Luise Thal, 82, entschließt sich trotz ihres hohen Alters zu einer Reise nach Wolgograd, dem früheren Stalingrad. Auf dem dortigen deutschen Soldatenfriedhof befindet sich das Grab ihres im Jahr 1942 gefallenen Mannes.

Ein halbes Leben lang hat sie die Hoffnung nie ganz verloren, dass er doch noch eines Tages wieder nach Hause kommt. Nun will sie Abschied nehmen. In die Gegenwartshandlung fließen immer wieder Erinnerungen aus Luise Thals Leben ein.

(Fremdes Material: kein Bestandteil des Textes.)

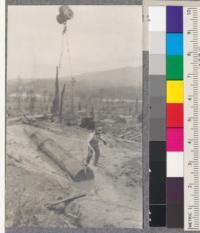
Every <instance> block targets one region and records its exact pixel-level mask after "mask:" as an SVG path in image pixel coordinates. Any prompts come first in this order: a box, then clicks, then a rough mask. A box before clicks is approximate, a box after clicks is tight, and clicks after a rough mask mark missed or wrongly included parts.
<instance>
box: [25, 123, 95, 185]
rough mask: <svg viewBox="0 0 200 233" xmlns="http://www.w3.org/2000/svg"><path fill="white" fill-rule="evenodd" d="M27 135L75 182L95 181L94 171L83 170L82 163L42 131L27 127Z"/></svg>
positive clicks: (40, 149) (87, 169)
mask: <svg viewBox="0 0 200 233" xmlns="http://www.w3.org/2000/svg"><path fill="white" fill-rule="evenodd" d="M24 131H25V133H26V134H27V135H28V136H29V137H30V138H31V139H32V140H33V141H34V143H35V144H36V145H37V146H38V148H39V149H40V150H41V151H42V152H43V153H45V154H46V155H47V156H48V157H49V158H50V159H51V160H52V161H53V162H54V163H55V164H56V165H57V166H59V167H60V168H61V169H62V170H63V171H64V172H66V173H67V174H68V175H69V176H70V177H71V179H72V180H74V181H85V180H90V179H94V174H93V171H92V170H91V169H90V168H89V167H87V168H86V169H85V168H83V166H82V165H81V162H80V161H79V160H77V159H76V158H74V157H73V156H72V155H71V154H69V153H68V152H67V151H65V150H64V148H62V147H61V146H60V145H59V144H58V143H57V142H55V141H54V140H53V139H51V138H49V137H47V135H45V134H44V133H42V132H41V130H37V129H34V128H33V127H25V128H24Z"/></svg>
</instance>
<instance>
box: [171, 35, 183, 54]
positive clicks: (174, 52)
mask: <svg viewBox="0 0 200 233" xmlns="http://www.w3.org/2000/svg"><path fill="white" fill-rule="evenodd" d="M167 55H183V34H182V33H167Z"/></svg>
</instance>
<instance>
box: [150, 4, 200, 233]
mask: <svg viewBox="0 0 200 233" xmlns="http://www.w3.org/2000/svg"><path fill="white" fill-rule="evenodd" d="M149 89H150V135H149V154H150V164H149V166H150V168H149V172H150V183H149V184H150V190H149V191H150V198H149V199H150V211H149V215H150V226H159V227H161V226H166V227H169V228H184V229H185V230H200V125H199V124H200V8H199V7H182V6H152V7H149Z"/></svg>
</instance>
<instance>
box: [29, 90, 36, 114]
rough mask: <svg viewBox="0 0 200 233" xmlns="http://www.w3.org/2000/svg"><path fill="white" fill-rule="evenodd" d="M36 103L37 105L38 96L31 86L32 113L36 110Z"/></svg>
mask: <svg viewBox="0 0 200 233" xmlns="http://www.w3.org/2000/svg"><path fill="white" fill-rule="evenodd" d="M35 105H36V96H35V92H34V90H33V89H32V88H31V90H30V102H29V111H30V113H31V114H33V113H34V111H35Z"/></svg>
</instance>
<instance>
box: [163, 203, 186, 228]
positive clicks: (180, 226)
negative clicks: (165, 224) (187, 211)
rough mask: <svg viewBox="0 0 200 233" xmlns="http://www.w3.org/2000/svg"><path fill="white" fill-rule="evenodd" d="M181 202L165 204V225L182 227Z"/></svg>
mask: <svg viewBox="0 0 200 233" xmlns="http://www.w3.org/2000/svg"><path fill="white" fill-rule="evenodd" d="M183 213H184V210H183V203H181V204H169V205H167V226H168V227H170V228H182V227H183V225H184V223H183V219H184V218H183Z"/></svg>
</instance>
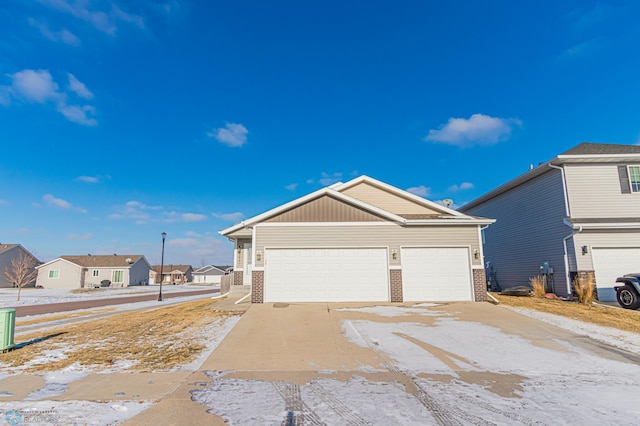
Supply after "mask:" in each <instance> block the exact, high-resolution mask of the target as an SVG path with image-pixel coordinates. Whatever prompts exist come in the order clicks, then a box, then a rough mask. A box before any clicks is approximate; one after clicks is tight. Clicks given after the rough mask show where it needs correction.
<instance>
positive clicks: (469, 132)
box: [425, 114, 522, 147]
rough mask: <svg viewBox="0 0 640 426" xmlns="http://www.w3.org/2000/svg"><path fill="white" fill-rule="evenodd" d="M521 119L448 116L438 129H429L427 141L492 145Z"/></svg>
mask: <svg viewBox="0 0 640 426" xmlns="http://www.w3.org/2000/svg"><path fill="white" fill-rule="evenodd" d="M521 125H522V121H520V120H517V119H505V118H498V117H491V116H488V115H484V114H473V115H472V116H471V117H470V118H468V119H466V118H450V119H449V121H448V122H447V124H445V125H443V126H441V127H440V129H438V130H429V135H428V136H427V137H426V138H425V139H426V140H427V141H432V142H441V143H446V144H449V145H456V146H459V147H469V146H473V145H493V144H496V143H498V142H500V141H502V140H505V139H507V138H508V137H509V136H510V135H511V131H512V128H513V126H521Z"/></svg>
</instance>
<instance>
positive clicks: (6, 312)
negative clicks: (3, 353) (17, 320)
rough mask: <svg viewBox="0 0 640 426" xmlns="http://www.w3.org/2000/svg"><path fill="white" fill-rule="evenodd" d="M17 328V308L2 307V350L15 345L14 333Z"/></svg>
mask: <svg viewBox="0 0 640 426" xmlns="http://www.w3.org/2000/svg"><path fill="white" fill-rule="evenodd" d="M15 330H16V310H15V309H14V308H2V309H0V351H3V352H4V351H6V350H9V349H11V348H12V347H14V346H15V345H14V343H13V335H14V334H15Z"/></svg>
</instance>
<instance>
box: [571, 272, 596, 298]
mask: <svg viewBox="0 0 640 426" xmlns="http://www.w3.org/2000/svg"><path fill="white" fill-rule="evenodd" d="M573 290H574V291H575V292H576V295H577V296H578V302H580V303H582V304H583V305H590V304H591V303H593V301H594V300H595V295H594V292H595V282H594V279H593V275H592V274H587V275H583V276H579V277H576V279H575V280H573Z"/></svg>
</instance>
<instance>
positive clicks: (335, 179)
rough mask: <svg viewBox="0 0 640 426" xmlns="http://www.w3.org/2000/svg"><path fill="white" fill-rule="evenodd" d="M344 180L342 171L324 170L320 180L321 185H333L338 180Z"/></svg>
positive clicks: (324, 185) (337, 180)
mask: <svg viewBox="0 0 640 426" xmlns="http://www.w3.org/2000/svg"><path fill="white" fill-rule="evenodd" d="M341 180H342V173H340V172H338V173H325V172H322V177H321V178H320V179H319V180H318V182H320V185H322V186H329V185H333V184H334V183H336V182H340V181H341Z"/></svg>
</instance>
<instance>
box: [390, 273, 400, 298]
mask: <svg viewBox="0 0 640 426" xmlns="http://www.w3.org/2000/svg"><path fill="white" fill-rule="evenodd" d="M389 281H390V282H391V301H392V302H402V270H401V269H390V270H389Z"/></svg>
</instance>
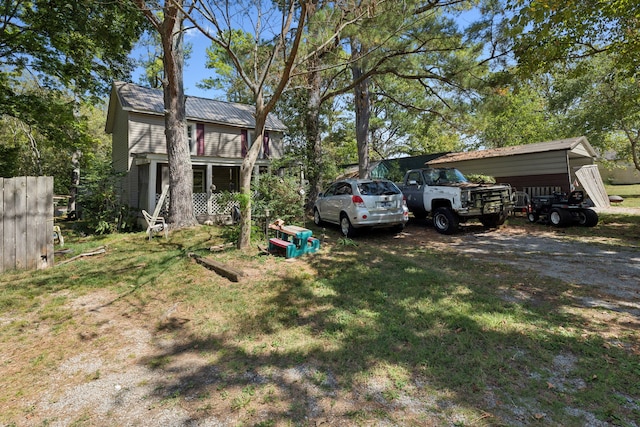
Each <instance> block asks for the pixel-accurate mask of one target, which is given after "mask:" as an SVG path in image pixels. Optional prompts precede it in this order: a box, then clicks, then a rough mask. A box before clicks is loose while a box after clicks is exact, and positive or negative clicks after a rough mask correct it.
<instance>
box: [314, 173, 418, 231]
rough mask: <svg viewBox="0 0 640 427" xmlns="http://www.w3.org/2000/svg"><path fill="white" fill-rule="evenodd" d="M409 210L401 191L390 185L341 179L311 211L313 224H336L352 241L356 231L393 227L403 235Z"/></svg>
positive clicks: (406, 222)
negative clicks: (312, 215) (402, 234)
mask: <svg viewBox="0 0 640 427" xmlns="http://www.w3.org/2000/svg"><path fill="white" fill-rule="evenodd" d="M408 220H409V210H408V209H407V204H406V201H405V199H404V196H403V195H402V192H401V191H400V189H399V188H398V187H397V186H396V185H395V184H394V183H393V182H391V181H388V180H385V179H381V180H371V179H343V180H340V181H336V182H334V183H332V184H331V185H329V187H327V190H326V191H325V192H324V193H320V195H319V196H318V199H317V200H316V202H315V204H314V207H313V222H315V224H316V225H321V224H322V222H330V223H333V224H339V225H340V230H341V231H342V234H344V235H345V236H347V237H351V236H353V235H354V234H355V231H356V229H357V228H365V227H393V228H394V229H395V230H397V231H402V230H403V229H404V226H405V224H406V223H407V221H408Z"/></svg>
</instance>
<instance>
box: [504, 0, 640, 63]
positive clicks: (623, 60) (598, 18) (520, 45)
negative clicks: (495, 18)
mask: <svg viewBox="0 0 640 427" xmlns="http://www.w3.org/2000/svg"><path fill="white" fill-rule="evenodd" d="M507 6H508V10H509V12H510V13H511V15H512V16H513V19H512V20H511V31H512V35H513V36H514V37H515V41H516V45H515V52H516V54H517V56H518V59H519V61H520V63H521V64H523V65H526V66H528V67H532V68H533V69H539V68H547V67H549V66H553V63H554V62H556V61H558V60H561V61H566V60H569V61H575V60H579V59H582V58H584V57H587V56H592V55H596V54H600V53H604V52H606V53H608V54H610V55H612V56H611V58H612V59H613V60H614V63H615V64H616V66H617V67H618V68H621V69H624V70H626V71H627V72H628V73H630V74H635V73H636V72H637V70H638V67H639V66H640V20H639V19H638V16H640V3H638V2H637V1H633V0H610V1H598V0H584V1H579V2H573V1H566V0H508V1H507Z"/></svg>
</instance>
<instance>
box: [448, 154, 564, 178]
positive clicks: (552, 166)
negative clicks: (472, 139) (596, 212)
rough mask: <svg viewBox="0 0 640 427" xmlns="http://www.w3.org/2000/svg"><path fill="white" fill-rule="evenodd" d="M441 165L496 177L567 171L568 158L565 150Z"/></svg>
mask: <svg viewBox="0 0 640 427" xmlns="http://www.w3.org/2000/svg"><path fill="white" fill-rule="evenodd" d="M441 166H446V167H455V168H458V169H460V170H461V171H462V172H463V173H465V174H481V175H491V176H493V177H496V178H499V177H502V176H526V175H546V174H556V173H567V159H566V153H565V152H564V151H552V152H543V153H533V154H527V155H518V156H506V157H491V158H486V159H471V160H464V161H460V162H451V163H446V164H442V165H441Z"/></svg>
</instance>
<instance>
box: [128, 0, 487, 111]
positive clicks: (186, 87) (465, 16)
mask: <svg viewBox="0 0 640 427" xmlns="http://www.w3.org/2000/svg"><path fill="white" fill-rule="evenodd" d="M478 17H479V14H478V10H477V9H473V10H470V11H468V12H464V13H462V14H461V15H460V16H459V17H458V18H457V21H458V23H459V25H460V27H461V28H464V27H466V26H468V25H469V24H470V23H471V22H473V21H474V20H476V19H478ZM185 42H186V43H189V44H191V46H192V53H191V57H190V58H189V60H188V61H187V63H186V64H185V69H184V91H185V94H186V95H188V96H197V97H202V98H212V99H219V100H222V101H225V100H226V99H225V93H224V92H222V91H215V90H212V89H200V88H198V87H197V86H196V84H197V83H198V82H200V81H202V80H203V79H205V78H208V77H211V76H212V75H213V74H214V73H215V71H214V70H210V69H207V68H205V66H204V63H205V57H206V49H207V47H209V46H210V45H211V41H210V40H209V39H208V38H206V37H205V36H203V35H202V34H201V33H200V32H198V31H197V30H193V31H188V32H187V33H186V37H185ZM142 54H143V51H142V50H141V49H136V50H134V51H133V53H132V54H131V58H133V59H139V58H140V57H141V55H142ZM142 75H143V70H141V69H137V70H135V71H134V73H133V76H132V81H133V83H140V79H141V77H142Z"/></svg>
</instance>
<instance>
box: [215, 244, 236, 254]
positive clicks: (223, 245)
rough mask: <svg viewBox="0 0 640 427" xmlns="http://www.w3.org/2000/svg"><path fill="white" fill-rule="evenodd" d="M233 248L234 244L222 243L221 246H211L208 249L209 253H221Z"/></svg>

Der Erzähler Ulrich Völkel fügt zwischen die einzelnen Kapitel die originalen Briefe seiner Eltern ein, die sie sich 1942 geschrieben haben. So erfährt man Authentisches über das Leben an der Ostfront und nimmt teil an den Sorgen einer Soldatenfrau mit ihren drei Kindern an der sogenannten Heimatfront. Trotz des bedrückenden Hintergrundes gelingt es Völkel, den Leser mit tiefem Respekt vor der Lebensleistung einer tapferen Frau zu entlassen.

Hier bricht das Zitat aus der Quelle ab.